Na pista, enquanto Senna ganhava vantagem, acontecia todo tipo de confusão.

“Ayrton fez um trabalho muito profissional”, diz Surtees. “Mas ele foi ajudado pelo fato de que um ou dois pilotos fizeram manobras ridículas e atrapalharam todo o resto. James Hunt foi o rei de cortar caminho pela grama. Acho que poucos carros puderam ser aproveitados depois daquilo.”

Quinze anos depois da corrida, Prost, que foi ultrapassado por Elio de Angelis na primeira volta, pensa naquele final de semana e sorri. “Acho que deveríamos fazer aquilo de novo. Os carros eram muito bons, mas não era essa a questão. O importante era que se tratava de uma competição.”

Niki Lauda foi o segundo, seguido por Carlos Reutemann, Rosberg e Watson. Mas Senna deixou sua marca. E sabia disso.
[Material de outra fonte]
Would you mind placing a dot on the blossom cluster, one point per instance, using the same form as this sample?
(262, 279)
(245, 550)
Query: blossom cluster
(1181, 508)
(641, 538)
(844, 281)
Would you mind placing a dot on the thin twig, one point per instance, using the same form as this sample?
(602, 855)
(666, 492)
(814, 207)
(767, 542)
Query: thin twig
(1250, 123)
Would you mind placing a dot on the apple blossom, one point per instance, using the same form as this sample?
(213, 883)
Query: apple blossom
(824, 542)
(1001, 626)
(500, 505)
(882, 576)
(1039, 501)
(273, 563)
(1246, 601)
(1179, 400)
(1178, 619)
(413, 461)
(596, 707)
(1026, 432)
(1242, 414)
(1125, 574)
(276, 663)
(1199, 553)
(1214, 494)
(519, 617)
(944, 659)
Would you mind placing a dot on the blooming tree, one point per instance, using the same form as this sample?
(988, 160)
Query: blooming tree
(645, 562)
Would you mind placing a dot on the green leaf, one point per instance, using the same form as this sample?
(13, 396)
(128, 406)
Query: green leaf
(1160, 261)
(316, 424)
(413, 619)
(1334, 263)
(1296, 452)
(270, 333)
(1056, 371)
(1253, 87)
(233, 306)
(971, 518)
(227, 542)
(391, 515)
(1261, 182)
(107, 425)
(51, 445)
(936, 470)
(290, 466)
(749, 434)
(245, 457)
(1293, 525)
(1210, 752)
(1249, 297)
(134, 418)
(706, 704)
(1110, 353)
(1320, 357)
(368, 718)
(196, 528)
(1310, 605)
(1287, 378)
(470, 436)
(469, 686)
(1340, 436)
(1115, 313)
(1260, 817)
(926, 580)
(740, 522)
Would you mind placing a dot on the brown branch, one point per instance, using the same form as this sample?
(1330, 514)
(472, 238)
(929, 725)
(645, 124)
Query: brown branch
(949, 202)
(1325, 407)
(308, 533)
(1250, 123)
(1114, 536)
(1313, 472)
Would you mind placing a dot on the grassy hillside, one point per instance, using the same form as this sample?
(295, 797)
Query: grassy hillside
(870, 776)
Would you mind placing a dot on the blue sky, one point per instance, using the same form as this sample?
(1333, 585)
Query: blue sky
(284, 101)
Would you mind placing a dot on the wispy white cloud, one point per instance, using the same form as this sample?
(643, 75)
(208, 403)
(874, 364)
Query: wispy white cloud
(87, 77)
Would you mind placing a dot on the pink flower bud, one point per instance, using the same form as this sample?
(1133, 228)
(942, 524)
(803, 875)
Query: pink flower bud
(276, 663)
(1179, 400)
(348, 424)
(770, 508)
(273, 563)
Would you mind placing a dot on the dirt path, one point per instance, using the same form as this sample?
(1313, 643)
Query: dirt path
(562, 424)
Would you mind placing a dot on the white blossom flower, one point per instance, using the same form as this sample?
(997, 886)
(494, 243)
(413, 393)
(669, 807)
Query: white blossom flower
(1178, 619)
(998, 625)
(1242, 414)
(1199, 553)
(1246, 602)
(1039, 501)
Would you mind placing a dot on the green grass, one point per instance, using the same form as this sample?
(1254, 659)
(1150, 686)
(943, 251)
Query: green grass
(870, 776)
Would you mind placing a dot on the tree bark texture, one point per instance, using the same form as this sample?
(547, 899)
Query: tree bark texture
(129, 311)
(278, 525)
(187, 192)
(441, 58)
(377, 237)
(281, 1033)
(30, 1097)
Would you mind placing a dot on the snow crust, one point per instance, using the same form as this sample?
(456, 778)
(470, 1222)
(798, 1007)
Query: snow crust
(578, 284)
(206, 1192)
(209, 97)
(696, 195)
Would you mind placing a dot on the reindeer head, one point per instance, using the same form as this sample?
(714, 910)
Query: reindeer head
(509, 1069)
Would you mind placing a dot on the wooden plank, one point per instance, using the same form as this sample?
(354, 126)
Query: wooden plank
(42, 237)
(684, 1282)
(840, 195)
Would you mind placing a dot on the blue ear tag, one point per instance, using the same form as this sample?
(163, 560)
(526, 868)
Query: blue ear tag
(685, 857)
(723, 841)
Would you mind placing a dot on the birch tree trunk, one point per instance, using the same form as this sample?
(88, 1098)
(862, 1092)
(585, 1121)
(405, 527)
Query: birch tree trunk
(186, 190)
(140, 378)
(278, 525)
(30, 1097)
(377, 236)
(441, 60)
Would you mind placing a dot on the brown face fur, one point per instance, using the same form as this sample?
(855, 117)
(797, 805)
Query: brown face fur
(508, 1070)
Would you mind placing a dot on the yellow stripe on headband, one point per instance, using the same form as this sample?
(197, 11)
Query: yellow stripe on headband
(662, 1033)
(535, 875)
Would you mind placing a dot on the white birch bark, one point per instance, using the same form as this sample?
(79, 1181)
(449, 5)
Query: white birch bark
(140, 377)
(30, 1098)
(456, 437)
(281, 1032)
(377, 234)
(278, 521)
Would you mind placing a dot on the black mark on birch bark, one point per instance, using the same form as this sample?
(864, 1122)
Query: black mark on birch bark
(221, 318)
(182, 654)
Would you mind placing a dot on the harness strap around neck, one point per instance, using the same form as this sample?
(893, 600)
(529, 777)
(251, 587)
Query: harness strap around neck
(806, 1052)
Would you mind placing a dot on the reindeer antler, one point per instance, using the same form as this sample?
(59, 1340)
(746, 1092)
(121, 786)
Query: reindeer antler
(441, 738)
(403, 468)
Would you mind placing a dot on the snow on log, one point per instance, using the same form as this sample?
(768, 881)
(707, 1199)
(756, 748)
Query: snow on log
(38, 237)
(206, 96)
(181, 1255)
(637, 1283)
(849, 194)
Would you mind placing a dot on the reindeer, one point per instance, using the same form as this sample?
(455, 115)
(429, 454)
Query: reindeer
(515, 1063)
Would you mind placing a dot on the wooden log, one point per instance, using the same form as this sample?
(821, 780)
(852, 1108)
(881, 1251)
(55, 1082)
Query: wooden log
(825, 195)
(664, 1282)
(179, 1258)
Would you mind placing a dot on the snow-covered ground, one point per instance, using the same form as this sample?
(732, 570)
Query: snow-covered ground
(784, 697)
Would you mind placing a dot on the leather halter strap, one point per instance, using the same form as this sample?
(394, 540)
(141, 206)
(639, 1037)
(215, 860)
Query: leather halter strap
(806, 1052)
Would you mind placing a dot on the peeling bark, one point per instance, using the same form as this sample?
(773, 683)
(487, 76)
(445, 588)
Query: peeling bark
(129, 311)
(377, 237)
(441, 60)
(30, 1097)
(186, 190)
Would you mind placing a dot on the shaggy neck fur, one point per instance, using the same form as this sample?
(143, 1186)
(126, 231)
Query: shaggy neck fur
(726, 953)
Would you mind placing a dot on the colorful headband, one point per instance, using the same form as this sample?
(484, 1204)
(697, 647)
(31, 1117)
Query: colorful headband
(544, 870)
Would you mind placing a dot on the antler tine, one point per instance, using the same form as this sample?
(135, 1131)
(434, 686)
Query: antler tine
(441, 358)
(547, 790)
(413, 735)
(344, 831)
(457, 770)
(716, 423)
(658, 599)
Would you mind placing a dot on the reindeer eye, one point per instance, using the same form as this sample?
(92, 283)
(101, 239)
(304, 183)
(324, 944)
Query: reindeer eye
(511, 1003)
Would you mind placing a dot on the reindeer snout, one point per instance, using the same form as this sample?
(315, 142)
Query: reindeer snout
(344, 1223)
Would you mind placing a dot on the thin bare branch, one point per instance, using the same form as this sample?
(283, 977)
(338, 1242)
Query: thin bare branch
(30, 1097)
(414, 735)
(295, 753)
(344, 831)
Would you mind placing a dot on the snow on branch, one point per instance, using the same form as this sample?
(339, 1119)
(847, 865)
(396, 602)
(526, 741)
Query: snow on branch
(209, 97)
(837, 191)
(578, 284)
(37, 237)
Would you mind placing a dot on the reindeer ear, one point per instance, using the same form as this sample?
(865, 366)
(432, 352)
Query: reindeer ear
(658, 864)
“Eu estava nos Mil Quilômetros de Silverstone”, conta Piedade. “E no dia seguinte, Senna apareceu para assistir e me agradeceu a chance de ter podido correr contra tantos pilotos famosos. Ele ficou muito orgulhoso do fato de seu carro ter sido levado para o museu da Mercedes.”

Três semanas depois, sob muita chuva, Senna foi o segundo colocado no GP de Mônaco.

Ele se aproximava do líder, Prost, quando a corrida foi prematuramente encerrada.

E foi naquele dia que o resto do mundo passou a conhecer o jovem brasileiro.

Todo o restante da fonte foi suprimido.